E scandalo vero. Mais destinato a uso animale e con una concentrazione di organismi geneticamente modificati di gran lunga superiore a quella consentita per legge è finito per diventare polenta, consumata persino alla recente sagra di Sermoneta. Uno dei controlli a campione svolti dalla Asl ha consentito di risalire a un lotto di 15 tonnellate di prodotto e ritirarlo dal mercato. La notizia è stata pubblicata dal Messaggero.

Qusta la filiera: il mulino nel quale è avvenuta la trasformazione è sui Monti Lepini – si legge sul quotidiano romano – ma la materia prima arriva dalla Campania e sulla fattura che accompagna il “granone” era chiaramente scritto che era destinato a uso animale.
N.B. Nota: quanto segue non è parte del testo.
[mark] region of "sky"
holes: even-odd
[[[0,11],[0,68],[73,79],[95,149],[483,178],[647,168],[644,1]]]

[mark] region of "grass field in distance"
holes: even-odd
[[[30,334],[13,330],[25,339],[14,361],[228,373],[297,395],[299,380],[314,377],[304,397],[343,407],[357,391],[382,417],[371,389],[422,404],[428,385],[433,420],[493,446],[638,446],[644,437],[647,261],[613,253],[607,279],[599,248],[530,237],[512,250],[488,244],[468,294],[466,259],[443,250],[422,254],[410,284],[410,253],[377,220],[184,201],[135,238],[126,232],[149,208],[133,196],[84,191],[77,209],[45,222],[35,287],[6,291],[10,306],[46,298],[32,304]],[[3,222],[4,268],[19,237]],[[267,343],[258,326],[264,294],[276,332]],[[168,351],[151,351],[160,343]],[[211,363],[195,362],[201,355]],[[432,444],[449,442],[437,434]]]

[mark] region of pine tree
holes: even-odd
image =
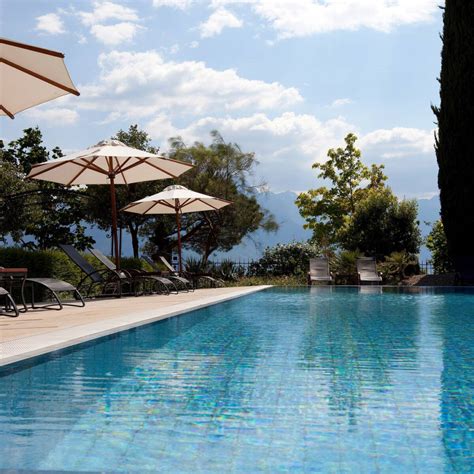
[[[446,0],[436,155],[441,218],[457,269],[474,261],[474,1]]]

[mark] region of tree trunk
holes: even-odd
[[[128,231],[130,232],[130,236],[132,237],[133,256],[135,258],[139,257],[138,229],[139,227],[137,225],[133,225],[132,223],[128,224]]]
[[[441,218],[459,271],[474,262],[474,2],[446,0],[436,156]]]

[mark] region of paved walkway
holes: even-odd
[[[0,316],[0,366],[169,318],[268,286],[212,288],[178,295],[88,301],[84,308]]]

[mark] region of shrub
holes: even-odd
[[[409,274],[419,273],[419,265],[414,255],[407,252],[392,252],[383,263],[380,269],[387,281],[399,282]]]
[[[357,259],[362,254],[355,250],[342,250],[331,261],[331,271],[338,275],[338,282],[344,284],[357,283]]]
[[[426,238],[426,246],[431,252],[433,270],[436,274],[449,273],[454,270],[453,263],[448,255],[448,241],[444,233],[443,223],[440,220],[433,224],[431,232]]]
[[[418,253],[421,237],[414,200],[399,201],[389,188],[371,190],[341,231],[342,245],[383,259],[393,252]]]
[[[320,255],[321,250],[314,244],[278,244],[265,249],[260,260],[252,266],[251,273],[256,276],[305,275],[309,269],[309,259]]]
La domanda è: come è  finito in buste da un chilogrammo destinate alla commercializzazione ? «La proprietà del mulino – che ha provveduto a “richiamare” i prodotti – ha parlato di una svista ma ulteriori accertamenti sono in corso da parte dei tecnici della Asl di Latina. È stato informato il Ministero della Salute Beatrice Lorenzin e di conseguenza è partita un’allerta su scala nazionale. la legge parla chiaro: gli Ogm sono consentiti nei prodotti – e vanno dichiarati in etichetta – nella misura dello 0,9% ogni chilogrammo.
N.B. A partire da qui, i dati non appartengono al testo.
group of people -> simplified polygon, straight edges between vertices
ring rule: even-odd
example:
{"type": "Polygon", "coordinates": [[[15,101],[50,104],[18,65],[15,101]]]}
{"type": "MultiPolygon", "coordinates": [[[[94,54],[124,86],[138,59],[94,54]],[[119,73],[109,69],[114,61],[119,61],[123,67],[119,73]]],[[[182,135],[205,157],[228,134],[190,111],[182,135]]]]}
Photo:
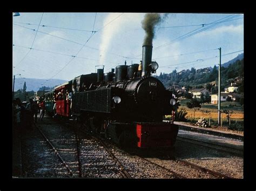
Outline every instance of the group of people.
{"type": "Polygon", "coordinates": [[[39,120],[42,120],[45,112],[45,104],[42,100],[38,103],[29,99],[29,102],[21,102],[19,98],[12,101],[12,122],[14,126],[32,128],[37,122],[37,115],[40,110],[39,120]]]}

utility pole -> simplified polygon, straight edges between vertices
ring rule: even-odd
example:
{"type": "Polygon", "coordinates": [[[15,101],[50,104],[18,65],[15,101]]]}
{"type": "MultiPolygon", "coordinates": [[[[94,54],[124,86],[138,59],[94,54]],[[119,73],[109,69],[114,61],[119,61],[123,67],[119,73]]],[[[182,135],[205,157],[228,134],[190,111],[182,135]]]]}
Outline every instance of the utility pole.
{"type": "Polygon", "coordinates": [[[14,75],[14,87],[12,88],[12,100],[14,99],[14,85],[15,85],[15,76],[21,76],[21,74],[19,73],[18,74],[14,75]]]}
{"type": "Polygon", "coordinates": [[[218,125],[220,125],[220,70],[221,67],[221,48],[218,49],[220,50],[220,63],[219,64],[219,87],[218,87],[218,125]]]}
{"type": "Polygon", "coordinates": [[[14,87],[12,88],[12,100],[14,99],[14,84],[15,82],[15,75],[14,75],[14,87]]]}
«Dall’organizzazione della sagra di Sermoneta, intanto, fanno sapere che “La farina acquistata per la sagra proviene da Pinerolo, in provincia di Torino, una farina selezionata e scelta per I suoi ingredienti naturali e soprattutto di provenienza certificata. Tutte le confezioni sono state inoltre conservate per garantire la tracciabilità in caso di controlli. L’ipotesi è quella di una “svista” ma i contorni sono tutti da chiarire e tutt’altro che rassicuranti.